I had always sucked at making plain parathas. They invariably turned out with some uncooked spots or were stiff and hard to eat. I was also made fun of because of the plain parathas I doled out, and this was when I had only about started cooking by myself (read, after getting married). Ask me to cook stuffed parathas any day, and I did well. But I didn’t make any progress over the years with churning out soft plain parathas. I kept recalling how mom would roll out perfect, soft ones each time and tried hard to remember the way she performed each step, but to no avail; the magic was not happening with my hands. With some fluke, some turned okay and some were round as well. But there was no systematic procedure to get consistent shape and softness and edibility. This time I decided enough was enough.
I started looking at recipes and videos. There were recipes to make laccha parathas and parathas with two layers, and recipes that used ghee between different folds. I only wanted to know how to make parathas the way mom did. Luckily, I came upon Manjula’s youtube video.

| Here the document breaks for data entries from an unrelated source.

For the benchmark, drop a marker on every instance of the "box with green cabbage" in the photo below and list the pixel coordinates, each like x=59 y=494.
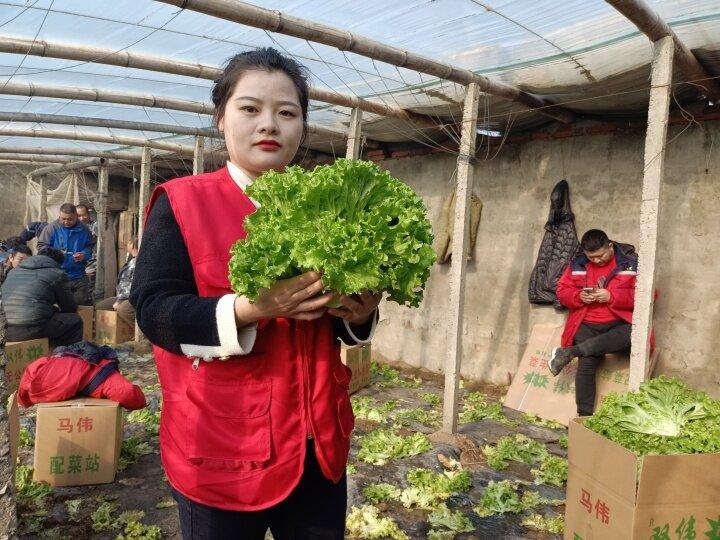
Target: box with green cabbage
x=646 y=465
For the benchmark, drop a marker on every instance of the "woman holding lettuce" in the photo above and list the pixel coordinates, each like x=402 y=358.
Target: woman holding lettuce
x=256 y=419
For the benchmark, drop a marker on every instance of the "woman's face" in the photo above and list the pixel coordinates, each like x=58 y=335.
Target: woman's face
x=263 y=122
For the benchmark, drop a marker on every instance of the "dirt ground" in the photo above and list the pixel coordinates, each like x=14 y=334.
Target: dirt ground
x=141 y=485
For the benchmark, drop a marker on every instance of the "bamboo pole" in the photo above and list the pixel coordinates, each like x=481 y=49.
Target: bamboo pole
x=42 y=203
x=72 y=166
x=354 y=145
x=101 y=210
x=463 y=192
x=98 y=137
x=34 y=158
x=655 y=137
x=105 y=96
x=143 y=197
x=128 y=59
x=276 y=21
x=107 y=123
x=59 y=153
x=650 y=24
x=198 y=157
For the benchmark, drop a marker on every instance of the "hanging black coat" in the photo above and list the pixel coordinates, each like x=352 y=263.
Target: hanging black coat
x=558 y=247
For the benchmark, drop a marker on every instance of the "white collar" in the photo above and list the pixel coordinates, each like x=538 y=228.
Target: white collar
x=240 y=177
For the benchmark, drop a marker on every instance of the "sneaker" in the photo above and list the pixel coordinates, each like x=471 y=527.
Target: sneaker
x=559 y=358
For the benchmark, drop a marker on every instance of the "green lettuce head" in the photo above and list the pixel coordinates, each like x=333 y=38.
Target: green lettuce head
x=351 y=220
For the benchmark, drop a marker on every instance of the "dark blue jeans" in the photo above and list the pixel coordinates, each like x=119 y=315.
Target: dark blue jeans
x=315 y=510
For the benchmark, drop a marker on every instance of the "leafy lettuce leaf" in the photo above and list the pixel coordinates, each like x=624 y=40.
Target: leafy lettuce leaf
x=352 y=220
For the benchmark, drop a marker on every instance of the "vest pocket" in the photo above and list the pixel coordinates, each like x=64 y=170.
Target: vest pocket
x=228 y=424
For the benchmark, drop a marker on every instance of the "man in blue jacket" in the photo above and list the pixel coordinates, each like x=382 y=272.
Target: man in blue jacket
x=74 y=239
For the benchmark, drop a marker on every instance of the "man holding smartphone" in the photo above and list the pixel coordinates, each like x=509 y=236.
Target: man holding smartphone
x=598 y=287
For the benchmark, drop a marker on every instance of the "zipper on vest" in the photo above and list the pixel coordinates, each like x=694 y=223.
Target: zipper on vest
x=306 y=378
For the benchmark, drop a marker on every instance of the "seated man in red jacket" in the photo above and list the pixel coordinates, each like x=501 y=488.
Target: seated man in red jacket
x=599 y=289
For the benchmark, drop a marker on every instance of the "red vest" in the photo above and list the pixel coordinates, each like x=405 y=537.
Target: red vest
x=233 y=433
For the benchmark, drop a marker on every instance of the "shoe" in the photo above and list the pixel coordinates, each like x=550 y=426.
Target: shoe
x=559 y=358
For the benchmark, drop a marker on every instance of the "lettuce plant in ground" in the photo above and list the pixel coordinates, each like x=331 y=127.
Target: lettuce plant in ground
x=663 y=417
x=365 y=522
x=553 y=470
x=380 y=446
x=446 y=523
x=503 y=497
x=519 y=448
x=381 y=492
x=355 y=222
x=476 y=407
x=555 y=524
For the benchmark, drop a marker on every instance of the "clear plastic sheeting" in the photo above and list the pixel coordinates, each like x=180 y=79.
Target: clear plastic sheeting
x=582 y=54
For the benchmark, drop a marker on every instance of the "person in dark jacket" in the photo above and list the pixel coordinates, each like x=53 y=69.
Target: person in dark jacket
x=33 y=229
x=120 y=302
x=17 y=255
x=29 y=295
x=74 y=239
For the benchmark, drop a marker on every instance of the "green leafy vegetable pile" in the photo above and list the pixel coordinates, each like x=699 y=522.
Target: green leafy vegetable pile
x=663 y=417
x=380 y=446
x=355 y=222
x=365 y=522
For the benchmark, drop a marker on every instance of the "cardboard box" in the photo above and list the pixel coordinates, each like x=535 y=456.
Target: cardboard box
x=77 y=442
x=19 y=354
x=87 y=314
x=358 y=360
x=535 y=390
x=614 y=495
x=111 y=329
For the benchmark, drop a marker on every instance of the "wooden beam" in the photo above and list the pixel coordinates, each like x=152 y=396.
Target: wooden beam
x=105 y=96
x=316 y=130
x=655 y=137
x=463 y=193
x=58 y=153
x=354 y=146
x=143 y=198
x=650 y=24
x=72 y=166
x=13 y=45
x=34 y=158
x=198 y=156
x=42 y=203
x=181 y=149
x=64 y=119
x=276 y=21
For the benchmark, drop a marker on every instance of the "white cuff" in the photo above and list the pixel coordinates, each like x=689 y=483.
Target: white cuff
x=372 y=330
x=233 y=341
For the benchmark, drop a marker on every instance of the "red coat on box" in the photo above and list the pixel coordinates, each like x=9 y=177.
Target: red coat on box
x=59 y=378
x=234 y=431
x=620 y=282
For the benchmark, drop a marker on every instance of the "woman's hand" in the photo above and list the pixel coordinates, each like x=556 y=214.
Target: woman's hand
x=292 y=298
x=357 y=308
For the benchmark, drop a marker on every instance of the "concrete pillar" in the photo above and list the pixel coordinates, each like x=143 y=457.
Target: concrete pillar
x=655 y=137
x=101 y=210
x=199 y=156
x=463 y=192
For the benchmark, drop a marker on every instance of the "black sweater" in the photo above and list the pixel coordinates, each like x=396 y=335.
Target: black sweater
x=168 y=309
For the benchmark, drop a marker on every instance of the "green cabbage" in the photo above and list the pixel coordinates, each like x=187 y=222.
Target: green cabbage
x=663 y=417
x=351 y=220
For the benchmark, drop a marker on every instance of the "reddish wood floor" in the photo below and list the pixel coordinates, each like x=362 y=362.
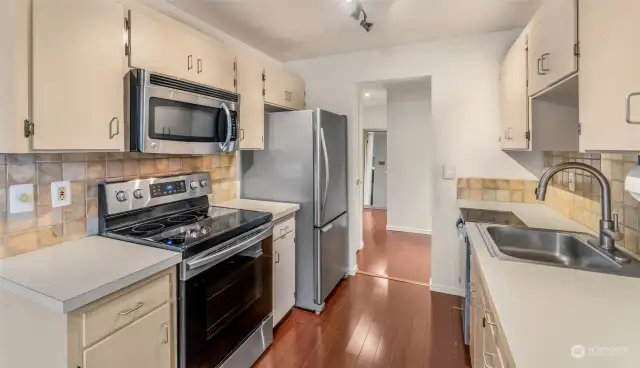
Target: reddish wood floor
x=373 y=322
x=393 y=254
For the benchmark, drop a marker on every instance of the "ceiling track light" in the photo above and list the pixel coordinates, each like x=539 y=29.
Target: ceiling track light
x=355 y=14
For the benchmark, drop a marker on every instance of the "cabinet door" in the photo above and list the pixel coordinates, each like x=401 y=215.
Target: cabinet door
x=14 y=74
x=250 y=85
x=296 y=92
x=275 y=86
x=285 y=276
x=552 y=38
x=144 y=343
x=609 y=73
x=78 y=69
x=514 y=99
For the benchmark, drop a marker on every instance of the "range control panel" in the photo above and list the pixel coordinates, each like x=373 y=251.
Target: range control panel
x=165 y=189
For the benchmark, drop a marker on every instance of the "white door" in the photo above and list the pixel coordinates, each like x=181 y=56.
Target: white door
x=609 y=72
x=145 y=343
x=78 y=69
x=285 y=276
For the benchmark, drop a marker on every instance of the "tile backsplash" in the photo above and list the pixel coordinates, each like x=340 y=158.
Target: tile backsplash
x=47 y=226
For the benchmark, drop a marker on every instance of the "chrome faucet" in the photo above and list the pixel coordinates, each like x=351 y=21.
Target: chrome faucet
x=609 y=229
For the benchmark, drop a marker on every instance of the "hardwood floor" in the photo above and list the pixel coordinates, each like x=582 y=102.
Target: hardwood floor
x=393 y=254
x=373 y=322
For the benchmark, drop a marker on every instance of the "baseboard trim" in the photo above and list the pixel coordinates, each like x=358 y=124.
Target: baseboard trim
x=446 y=289
x=354 y=270
x=408 y=230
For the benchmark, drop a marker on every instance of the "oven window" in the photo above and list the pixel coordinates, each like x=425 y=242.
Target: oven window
x=182 y=121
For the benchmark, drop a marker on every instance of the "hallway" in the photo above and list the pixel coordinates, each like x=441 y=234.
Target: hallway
x=396 y=255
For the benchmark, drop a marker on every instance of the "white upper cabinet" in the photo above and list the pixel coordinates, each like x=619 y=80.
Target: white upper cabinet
x=609 y=75
x=250 y=87
x=78 y=68
x=514 y=97
x=14 y=74
x=553 y=36
x=163 y=45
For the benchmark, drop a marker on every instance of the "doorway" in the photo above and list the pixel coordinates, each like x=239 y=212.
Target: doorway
x=375 y=169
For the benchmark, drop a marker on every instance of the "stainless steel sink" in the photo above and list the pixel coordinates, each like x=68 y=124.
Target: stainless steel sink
x=556 y=248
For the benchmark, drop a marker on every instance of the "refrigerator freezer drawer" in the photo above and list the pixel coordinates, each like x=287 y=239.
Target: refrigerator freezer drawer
x=332 y=251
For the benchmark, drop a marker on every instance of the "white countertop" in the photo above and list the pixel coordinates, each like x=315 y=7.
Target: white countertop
x=70 y=275
x=278 y=209
x=544 y=311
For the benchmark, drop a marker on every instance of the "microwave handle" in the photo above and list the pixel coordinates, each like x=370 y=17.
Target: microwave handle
x=228 y=138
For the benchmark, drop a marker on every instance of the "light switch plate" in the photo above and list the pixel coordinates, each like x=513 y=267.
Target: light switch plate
x=21 y=198
x=60 y=194
x=448 y=172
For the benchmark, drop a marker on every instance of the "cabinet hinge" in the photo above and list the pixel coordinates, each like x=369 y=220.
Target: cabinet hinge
x=29 y=129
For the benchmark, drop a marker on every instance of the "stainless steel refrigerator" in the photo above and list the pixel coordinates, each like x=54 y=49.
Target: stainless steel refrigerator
x=305 y=161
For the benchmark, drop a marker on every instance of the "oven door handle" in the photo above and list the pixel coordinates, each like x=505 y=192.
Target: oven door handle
x=231 y=250
x=229 y=126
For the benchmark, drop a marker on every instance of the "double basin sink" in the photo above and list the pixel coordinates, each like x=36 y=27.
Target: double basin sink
x=556 y=248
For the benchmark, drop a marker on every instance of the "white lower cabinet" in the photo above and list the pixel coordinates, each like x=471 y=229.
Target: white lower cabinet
x=284 y=265
x=145 y=343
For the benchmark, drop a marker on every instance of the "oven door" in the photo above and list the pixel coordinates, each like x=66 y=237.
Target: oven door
x=222 y=305
x=178 y=120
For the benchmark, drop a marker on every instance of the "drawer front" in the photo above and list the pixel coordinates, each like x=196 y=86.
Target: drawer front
x=119 y=312
x=284 y=227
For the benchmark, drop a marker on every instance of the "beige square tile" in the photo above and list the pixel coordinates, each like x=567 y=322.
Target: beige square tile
x=162 y=165
x=73 y=212
x=517 y=196
x=78 y=191
x=74 y=157
x=463 y=193
x=48 y=216
x=48 y=172
x=489 y=195
x=22 y=242
x=50 y=235
x=131 y=168
x=475 y=183
x=147 y=167
x=475 y=194
x=114 y=169
x=503 y=184
x=49 y=157
x=21 y=222
x=489 y=184
x=96 y=170
x=175 y=164
x=92 y=208
x=74 y=171
x=75 y=230
x=21 y=174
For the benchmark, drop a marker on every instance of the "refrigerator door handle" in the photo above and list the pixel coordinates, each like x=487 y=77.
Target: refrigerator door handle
x=326 y=169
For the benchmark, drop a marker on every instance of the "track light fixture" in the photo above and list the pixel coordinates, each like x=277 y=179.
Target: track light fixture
x=355 y=14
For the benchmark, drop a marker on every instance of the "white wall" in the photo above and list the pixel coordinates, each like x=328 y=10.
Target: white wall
x=410 y=188
x=374 y=117
x=466 y=123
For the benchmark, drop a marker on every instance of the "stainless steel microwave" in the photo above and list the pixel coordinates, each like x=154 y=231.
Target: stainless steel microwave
x=173 y=116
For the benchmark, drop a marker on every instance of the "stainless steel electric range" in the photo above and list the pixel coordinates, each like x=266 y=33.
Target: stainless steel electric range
x=225 y=287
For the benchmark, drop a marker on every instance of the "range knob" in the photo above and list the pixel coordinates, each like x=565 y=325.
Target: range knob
x=122 y=196
x=138 y=193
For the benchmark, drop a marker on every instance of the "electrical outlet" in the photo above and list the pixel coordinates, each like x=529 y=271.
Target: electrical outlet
x=572 y=181
x=60 y=194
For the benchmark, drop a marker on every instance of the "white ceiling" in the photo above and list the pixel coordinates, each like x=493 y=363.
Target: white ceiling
x=297 y=29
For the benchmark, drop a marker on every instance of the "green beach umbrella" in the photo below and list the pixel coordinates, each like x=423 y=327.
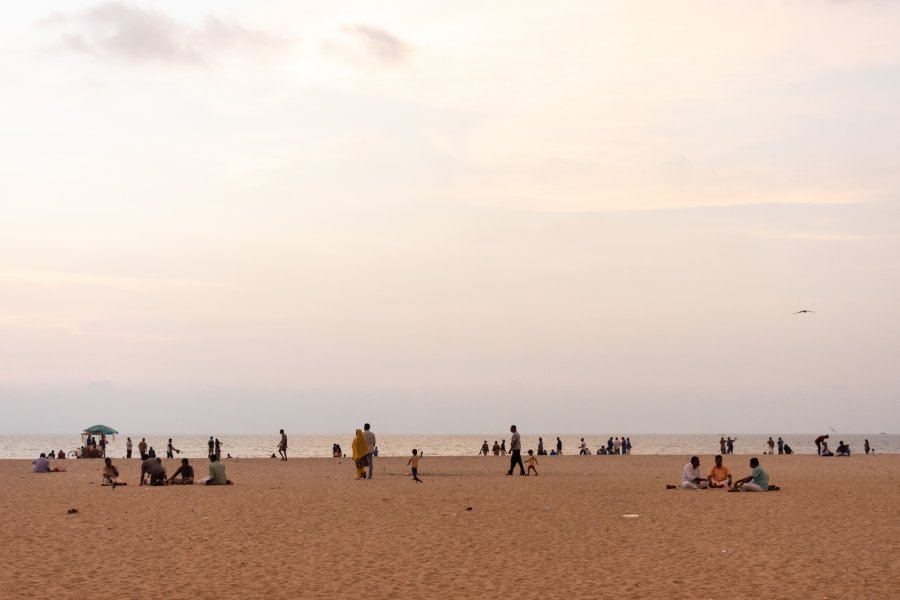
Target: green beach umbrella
x=100 y=429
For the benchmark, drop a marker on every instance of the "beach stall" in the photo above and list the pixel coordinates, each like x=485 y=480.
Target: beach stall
x=89 y=450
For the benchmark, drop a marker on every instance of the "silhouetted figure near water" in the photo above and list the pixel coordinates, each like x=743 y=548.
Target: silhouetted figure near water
x=515 y=449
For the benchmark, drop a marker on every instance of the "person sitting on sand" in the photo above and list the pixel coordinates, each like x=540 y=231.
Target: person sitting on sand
x=186 y=471
x=532 y=462
x=217 y=473
x=757 y=481
x=719 y=475
x=42 y=465
x=843 y=449
x=360 y=448
x=154 y=471
x=413 y=463
x=690 y=476
x=111 y=474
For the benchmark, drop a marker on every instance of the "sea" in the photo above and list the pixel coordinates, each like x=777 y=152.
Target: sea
x=320 y=445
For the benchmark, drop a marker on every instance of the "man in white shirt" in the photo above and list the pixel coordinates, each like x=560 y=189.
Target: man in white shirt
x=370 y=440
x=515 y=448
x=690 y=476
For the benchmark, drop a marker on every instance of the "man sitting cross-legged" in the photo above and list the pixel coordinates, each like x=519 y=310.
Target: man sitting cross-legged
x=186 y=471
x=719 y=475
x=690 y=476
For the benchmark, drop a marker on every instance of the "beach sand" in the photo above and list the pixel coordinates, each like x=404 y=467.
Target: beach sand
x=306 y=529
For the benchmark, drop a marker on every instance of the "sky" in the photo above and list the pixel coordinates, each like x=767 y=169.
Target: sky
x=447 y=217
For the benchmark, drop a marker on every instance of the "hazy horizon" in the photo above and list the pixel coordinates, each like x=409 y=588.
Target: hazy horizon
x=450 y=217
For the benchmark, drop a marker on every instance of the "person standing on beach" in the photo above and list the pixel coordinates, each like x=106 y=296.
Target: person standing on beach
x=370 y=440
x=413 y=463
x=282 y=445
x=532 y=463
x=515 y=448
x=360 y=448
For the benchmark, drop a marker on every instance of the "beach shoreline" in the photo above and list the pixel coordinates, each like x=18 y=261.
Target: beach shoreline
x=306 y=529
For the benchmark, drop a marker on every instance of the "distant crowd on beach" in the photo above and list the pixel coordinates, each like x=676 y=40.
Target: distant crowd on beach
x=613 y=446
x=364 y=451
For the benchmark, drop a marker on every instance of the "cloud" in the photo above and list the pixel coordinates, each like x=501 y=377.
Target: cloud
x=117 y=31
x=380 y=43
x=140 y=284
x=813 y=237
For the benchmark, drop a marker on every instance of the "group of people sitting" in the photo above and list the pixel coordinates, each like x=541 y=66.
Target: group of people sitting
x=720 y=477
x=153 y=472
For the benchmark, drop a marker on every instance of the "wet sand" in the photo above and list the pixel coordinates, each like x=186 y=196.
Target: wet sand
x=307 y=529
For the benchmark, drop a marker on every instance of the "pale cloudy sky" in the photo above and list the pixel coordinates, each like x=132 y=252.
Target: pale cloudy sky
x=450 y=216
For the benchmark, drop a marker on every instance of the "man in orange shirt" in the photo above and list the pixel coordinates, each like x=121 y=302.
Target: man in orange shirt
x=719 y=475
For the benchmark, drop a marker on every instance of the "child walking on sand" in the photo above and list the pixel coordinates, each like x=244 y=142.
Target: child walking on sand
x=532 y=461
x=414 y=463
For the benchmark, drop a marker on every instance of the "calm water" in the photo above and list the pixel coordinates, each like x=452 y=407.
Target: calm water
x=250 y=446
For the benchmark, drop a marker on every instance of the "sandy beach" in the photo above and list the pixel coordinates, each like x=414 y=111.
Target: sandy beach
x=307 y=529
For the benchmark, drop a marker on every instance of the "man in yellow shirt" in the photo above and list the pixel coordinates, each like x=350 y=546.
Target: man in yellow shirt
x=719 y=475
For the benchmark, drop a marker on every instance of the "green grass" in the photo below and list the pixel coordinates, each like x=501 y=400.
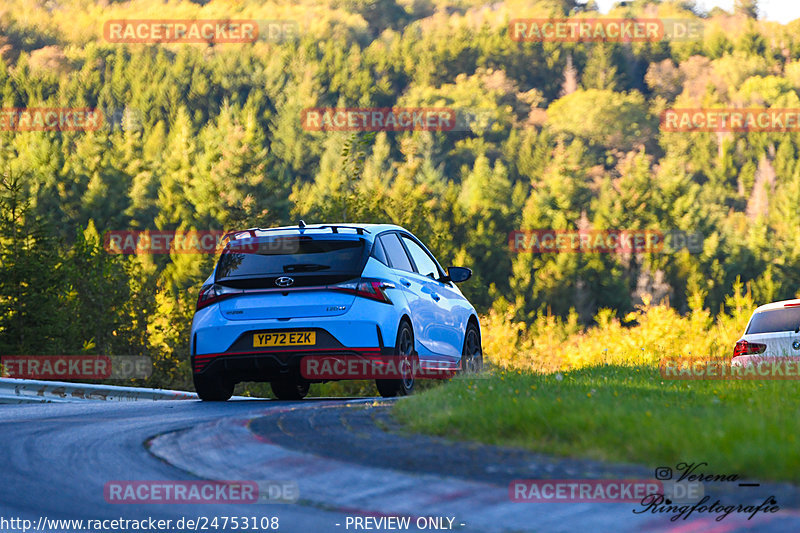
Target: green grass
x=626 y=414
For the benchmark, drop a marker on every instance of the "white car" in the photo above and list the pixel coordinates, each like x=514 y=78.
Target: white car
x=772 y=331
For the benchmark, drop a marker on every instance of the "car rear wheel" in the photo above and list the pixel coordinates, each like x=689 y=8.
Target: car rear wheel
x=290 y=389
x=472 y=354
x=404 y=350
x=213 y=388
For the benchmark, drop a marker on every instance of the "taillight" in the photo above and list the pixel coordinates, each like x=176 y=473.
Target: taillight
x=213 y=293
x=374 y=289
x=748 y=348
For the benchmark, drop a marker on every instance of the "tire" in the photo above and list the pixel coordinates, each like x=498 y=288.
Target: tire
x=213 y=388
x=472 y=353
x=290 y=389
x=404 y=350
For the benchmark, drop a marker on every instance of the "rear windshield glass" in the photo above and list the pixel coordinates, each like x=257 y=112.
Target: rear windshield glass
x=279 y=256
x=774 y=320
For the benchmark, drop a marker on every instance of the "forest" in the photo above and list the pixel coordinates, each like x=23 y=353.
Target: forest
x=557 y=136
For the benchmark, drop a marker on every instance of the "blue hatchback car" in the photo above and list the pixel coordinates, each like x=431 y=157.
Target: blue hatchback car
x=282 y=298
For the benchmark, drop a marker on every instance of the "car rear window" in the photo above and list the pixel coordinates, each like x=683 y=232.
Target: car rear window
x=300 y=257
x=775 y=320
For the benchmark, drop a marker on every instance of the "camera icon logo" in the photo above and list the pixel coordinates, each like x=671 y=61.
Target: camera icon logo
x=663 y=473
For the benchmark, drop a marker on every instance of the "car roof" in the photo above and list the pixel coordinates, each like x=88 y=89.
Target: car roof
x=778 y=305
x=369 y=230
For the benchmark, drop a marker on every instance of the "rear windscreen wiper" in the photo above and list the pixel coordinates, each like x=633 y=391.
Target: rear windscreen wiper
x=305 y=267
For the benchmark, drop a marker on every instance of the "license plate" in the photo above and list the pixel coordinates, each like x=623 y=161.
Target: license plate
x=294 y=338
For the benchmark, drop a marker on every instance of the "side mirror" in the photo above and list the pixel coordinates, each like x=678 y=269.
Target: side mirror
x=458 y=274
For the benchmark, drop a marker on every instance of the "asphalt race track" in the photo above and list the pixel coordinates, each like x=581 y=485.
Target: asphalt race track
x=346 y=458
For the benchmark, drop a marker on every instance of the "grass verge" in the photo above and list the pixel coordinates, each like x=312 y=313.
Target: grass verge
x=622 y=413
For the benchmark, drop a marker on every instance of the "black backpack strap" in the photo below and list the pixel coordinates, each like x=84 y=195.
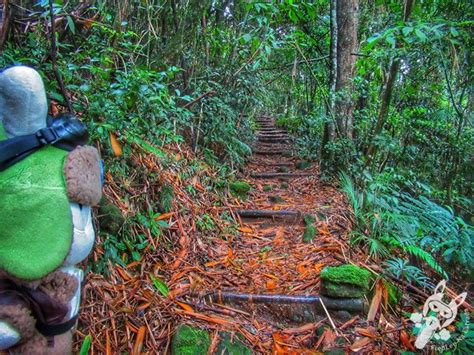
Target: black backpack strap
x=17 y=148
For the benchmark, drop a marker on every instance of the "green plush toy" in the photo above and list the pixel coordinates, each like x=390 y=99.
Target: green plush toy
x=48 y=181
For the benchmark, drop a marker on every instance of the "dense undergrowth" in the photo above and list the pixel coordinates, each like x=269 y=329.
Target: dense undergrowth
x=195 y=75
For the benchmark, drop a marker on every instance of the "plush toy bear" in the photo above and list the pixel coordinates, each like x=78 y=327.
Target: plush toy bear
x=48 y=181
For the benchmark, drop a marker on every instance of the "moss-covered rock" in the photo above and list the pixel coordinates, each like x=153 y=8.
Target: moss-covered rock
x=345 y=281
x=341 y=290
x=309 y=218
x=276 y=199
x=239 y=188
x=231 y=345
x=190 y=341
x=303 y=165
x=110 y=217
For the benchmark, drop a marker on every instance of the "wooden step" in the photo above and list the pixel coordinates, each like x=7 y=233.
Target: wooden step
x=270 y=214
x=270 y=152
x=272 y=139
x=279 y=175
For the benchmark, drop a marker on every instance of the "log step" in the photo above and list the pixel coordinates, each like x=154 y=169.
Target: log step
x=279 y=175
x=272 y=134
x=270 y=152
x=281 y=214
x=275 y=138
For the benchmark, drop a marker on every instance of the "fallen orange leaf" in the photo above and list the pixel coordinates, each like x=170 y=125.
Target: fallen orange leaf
x=137 y=348
x=360 y=343
x=164 y=216
x=116 y=146
x=185 y=306
x=245 y=230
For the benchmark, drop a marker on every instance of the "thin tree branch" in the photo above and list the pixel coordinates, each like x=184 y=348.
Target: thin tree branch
x=54 y=52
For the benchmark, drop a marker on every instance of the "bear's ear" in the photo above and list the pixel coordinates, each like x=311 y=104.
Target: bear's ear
x=83 y=176
x=459 y=300
x=442 y=285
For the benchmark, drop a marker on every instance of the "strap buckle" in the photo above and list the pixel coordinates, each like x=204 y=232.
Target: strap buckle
x=47 y=135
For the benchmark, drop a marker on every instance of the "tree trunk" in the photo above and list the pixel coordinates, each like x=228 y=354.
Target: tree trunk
x=4 y=21
x=328 y=135
x=344 y=26
x=387 y=90
x=347 y=44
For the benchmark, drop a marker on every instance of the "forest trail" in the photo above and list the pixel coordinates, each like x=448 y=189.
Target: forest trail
x=271 y=256
x=292 y=225
x=275 y=242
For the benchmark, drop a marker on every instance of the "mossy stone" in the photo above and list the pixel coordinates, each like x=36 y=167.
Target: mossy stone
x=110 y=217
x=283 y=169
x=231 y=345
x=345 y=281
x=302 y=165
x=276 y=199
x=190 y=341
x=239 y=188
x=338 y=290
x=309 y=218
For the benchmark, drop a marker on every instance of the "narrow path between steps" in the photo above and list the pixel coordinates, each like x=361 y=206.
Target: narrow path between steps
x=253 y=272
x=292 y=225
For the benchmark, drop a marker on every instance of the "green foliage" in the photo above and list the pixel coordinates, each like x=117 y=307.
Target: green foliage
x=190 y=341
x=239 y=188
x=309 y=233
x=347 y=274
x=160 y=285
x=86 y=345
x=388 y=219
x=166 y=198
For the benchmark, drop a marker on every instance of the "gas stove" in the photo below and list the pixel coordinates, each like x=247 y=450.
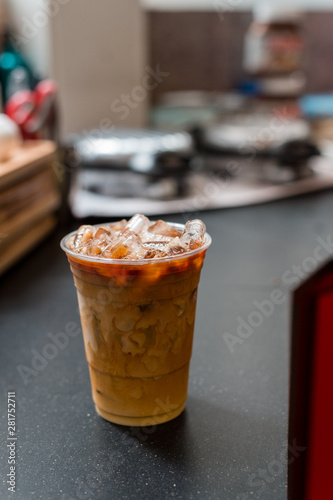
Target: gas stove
x=157 y=173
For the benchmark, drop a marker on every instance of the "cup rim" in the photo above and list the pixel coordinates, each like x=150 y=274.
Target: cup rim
x=136 y=262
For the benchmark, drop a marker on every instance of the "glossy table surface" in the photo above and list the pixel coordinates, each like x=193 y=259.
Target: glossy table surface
x=231 y=441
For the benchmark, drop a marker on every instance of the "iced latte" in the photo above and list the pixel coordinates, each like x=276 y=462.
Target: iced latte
x=137 y=286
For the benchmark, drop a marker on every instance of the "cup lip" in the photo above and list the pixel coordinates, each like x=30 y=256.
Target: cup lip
x=136 y=262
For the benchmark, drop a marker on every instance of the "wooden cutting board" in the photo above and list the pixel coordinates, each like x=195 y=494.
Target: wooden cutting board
x=19 y=247
x=25 y=161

The recipe seemed fairly simple. And it was similar to mom's method. I watched the video twice and headed straight to try it myself. Lo and behold, I was able to make them perfect this time. The shape of each paratha was now consistently the same, a triangle. All the parathas also puffed well. The last and final test was if they remained soft and were cooked evenly. They passed! I had cracked the code of making perfect, simple pain parathas -- with immense help from Manjula's video.